Death on the Installment Plan is a fictionalized coming-of-age story based on Céline’s youth in pre-World War I France.
Absent are heroism, transcendence, love and the possibility of love. Instead, there is a lot of human action that comes to nothing. Death is not ennobling.
That said, hopelessness has never been described with more wit, energy and imagination or more droll, breathtaking language.
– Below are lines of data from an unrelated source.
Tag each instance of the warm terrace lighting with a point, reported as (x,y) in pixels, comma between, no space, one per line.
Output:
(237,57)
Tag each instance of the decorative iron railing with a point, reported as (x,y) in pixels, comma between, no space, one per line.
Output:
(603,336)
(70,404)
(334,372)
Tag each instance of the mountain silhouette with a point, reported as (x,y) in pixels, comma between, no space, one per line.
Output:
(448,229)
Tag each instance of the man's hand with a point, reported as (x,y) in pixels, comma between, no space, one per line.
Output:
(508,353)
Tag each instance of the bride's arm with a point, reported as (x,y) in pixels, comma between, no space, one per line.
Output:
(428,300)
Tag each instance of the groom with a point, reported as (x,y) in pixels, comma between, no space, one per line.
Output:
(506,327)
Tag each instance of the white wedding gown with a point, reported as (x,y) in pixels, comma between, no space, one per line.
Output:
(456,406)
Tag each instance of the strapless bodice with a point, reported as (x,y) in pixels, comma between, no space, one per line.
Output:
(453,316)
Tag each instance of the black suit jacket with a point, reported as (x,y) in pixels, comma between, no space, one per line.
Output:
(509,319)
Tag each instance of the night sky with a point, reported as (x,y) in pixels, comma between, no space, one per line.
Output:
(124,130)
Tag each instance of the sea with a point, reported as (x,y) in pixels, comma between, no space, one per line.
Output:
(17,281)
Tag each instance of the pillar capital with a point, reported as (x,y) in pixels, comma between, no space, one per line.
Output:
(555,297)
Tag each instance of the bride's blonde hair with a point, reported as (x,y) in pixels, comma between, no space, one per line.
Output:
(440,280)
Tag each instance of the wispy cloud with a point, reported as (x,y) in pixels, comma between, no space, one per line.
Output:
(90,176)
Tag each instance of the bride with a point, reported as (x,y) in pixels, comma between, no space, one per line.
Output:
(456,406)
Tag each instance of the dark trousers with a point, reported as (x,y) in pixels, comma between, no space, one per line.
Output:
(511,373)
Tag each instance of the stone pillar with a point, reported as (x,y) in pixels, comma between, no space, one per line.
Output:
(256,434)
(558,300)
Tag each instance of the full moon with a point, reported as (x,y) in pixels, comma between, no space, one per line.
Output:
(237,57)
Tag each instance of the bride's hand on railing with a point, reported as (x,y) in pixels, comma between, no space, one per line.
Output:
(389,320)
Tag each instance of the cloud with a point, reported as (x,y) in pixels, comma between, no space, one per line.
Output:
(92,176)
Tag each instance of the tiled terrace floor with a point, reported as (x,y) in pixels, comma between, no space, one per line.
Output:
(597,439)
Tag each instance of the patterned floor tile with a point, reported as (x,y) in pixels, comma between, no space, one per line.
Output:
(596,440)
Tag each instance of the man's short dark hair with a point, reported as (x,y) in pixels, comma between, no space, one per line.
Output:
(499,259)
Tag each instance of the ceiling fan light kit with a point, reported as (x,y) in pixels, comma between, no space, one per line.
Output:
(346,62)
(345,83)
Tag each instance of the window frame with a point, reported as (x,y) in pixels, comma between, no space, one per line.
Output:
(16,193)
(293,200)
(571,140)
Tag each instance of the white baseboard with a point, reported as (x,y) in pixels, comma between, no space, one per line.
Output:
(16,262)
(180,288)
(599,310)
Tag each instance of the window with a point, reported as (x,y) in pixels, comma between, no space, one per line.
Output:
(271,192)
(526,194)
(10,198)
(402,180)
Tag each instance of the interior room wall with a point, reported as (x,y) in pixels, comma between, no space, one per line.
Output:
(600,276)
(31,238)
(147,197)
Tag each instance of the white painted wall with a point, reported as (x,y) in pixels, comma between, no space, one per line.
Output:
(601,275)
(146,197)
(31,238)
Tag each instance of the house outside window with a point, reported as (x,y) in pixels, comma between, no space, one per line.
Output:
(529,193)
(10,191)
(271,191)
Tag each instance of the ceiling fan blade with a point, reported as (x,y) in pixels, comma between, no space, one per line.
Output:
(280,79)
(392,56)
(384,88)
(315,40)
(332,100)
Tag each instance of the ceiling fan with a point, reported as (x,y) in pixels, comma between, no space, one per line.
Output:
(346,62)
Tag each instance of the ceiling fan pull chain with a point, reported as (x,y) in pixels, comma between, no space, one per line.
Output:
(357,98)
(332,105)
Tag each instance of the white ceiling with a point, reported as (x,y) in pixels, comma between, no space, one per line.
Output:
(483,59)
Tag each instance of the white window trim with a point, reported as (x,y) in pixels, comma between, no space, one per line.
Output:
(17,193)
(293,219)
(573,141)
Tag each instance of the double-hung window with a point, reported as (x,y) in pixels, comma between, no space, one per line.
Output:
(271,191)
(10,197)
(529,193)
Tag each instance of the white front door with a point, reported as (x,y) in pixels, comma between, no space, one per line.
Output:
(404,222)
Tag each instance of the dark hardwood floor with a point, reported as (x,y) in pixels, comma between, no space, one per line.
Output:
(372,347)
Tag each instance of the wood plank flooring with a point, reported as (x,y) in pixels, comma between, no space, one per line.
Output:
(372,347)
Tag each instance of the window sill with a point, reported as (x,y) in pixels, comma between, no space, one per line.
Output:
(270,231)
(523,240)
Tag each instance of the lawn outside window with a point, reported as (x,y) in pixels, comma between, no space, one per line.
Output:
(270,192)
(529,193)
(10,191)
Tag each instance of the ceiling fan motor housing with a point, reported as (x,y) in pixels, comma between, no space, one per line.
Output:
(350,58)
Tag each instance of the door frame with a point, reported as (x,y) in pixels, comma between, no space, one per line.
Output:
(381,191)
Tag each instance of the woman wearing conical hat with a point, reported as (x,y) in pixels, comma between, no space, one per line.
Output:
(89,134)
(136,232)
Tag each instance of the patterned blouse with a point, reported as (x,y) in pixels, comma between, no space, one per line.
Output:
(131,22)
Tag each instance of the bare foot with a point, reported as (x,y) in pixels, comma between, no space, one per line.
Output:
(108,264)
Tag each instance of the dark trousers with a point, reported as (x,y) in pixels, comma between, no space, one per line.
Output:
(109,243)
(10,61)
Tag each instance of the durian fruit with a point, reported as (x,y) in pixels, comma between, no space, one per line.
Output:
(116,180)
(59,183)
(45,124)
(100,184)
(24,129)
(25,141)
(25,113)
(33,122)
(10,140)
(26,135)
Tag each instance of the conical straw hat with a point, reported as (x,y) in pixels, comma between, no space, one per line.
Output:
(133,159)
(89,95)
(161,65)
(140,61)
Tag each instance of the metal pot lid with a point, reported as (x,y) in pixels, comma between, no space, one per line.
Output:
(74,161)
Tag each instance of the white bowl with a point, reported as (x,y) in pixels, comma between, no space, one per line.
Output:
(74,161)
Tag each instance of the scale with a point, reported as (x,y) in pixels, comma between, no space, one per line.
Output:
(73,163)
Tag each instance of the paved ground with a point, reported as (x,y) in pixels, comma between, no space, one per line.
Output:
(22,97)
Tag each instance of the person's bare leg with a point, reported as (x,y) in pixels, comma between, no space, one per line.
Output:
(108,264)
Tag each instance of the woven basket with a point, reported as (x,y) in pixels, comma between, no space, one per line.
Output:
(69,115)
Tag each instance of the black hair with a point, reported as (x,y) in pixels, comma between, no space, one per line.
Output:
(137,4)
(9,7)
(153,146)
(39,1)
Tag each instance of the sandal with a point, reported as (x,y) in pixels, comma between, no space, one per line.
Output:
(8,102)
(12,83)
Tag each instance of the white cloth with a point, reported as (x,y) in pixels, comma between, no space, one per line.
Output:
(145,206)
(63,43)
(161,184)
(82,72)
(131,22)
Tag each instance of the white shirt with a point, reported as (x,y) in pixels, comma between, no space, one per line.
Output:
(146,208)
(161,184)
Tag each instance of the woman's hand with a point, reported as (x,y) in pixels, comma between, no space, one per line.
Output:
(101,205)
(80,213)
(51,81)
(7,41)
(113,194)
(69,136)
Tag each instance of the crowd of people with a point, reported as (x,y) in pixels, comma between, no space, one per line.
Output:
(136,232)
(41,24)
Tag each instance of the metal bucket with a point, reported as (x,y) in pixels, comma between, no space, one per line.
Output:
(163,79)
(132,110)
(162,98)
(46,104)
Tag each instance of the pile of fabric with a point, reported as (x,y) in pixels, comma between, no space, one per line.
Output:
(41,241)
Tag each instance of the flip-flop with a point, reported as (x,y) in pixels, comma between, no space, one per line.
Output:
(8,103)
Here’s a sample of the black comedy, as the narrator remembers a local physician (all ellipses in the original):
“The most exquisite deaths, remember that, Ferdinand, are those that attack us in our most sensitive tissues . . .” He had a precious, elaborate, subtle way of talking, like the men of Charcot’s day. His prospecting of the Rolandic, the third ventricle, and the gray nucleus didn’t do him much good . . . in the end he died of a heart attack, under circumstances that were anything but cozy. An attack of angina pectoris that lasted twenty minutes. He held out for a hundred and twenty seconds with his classical memories, his resolutions, the example of Caesar . . . But for eighteen minutes he screamed like a stuck pig . . . his diaphragm was being ripped out, his living guts . . . a thousand open razors had been plunged into his aorta . . . He tried to vomit them out at us . . . I’m not exaggerating. He crawled out into the living room . . . He damn near hammered his chest in . . . He bellowed into the carpet . . . in spite of the morphine . . . You could hear him all over the house and out in the street . . . He ended up under the piano. When the cardiac arterioles burst one by one, it’s quite a harp . . . it’s too bad nobody ever comes back from angina pectoris. There’d be wisdom and genius to spare.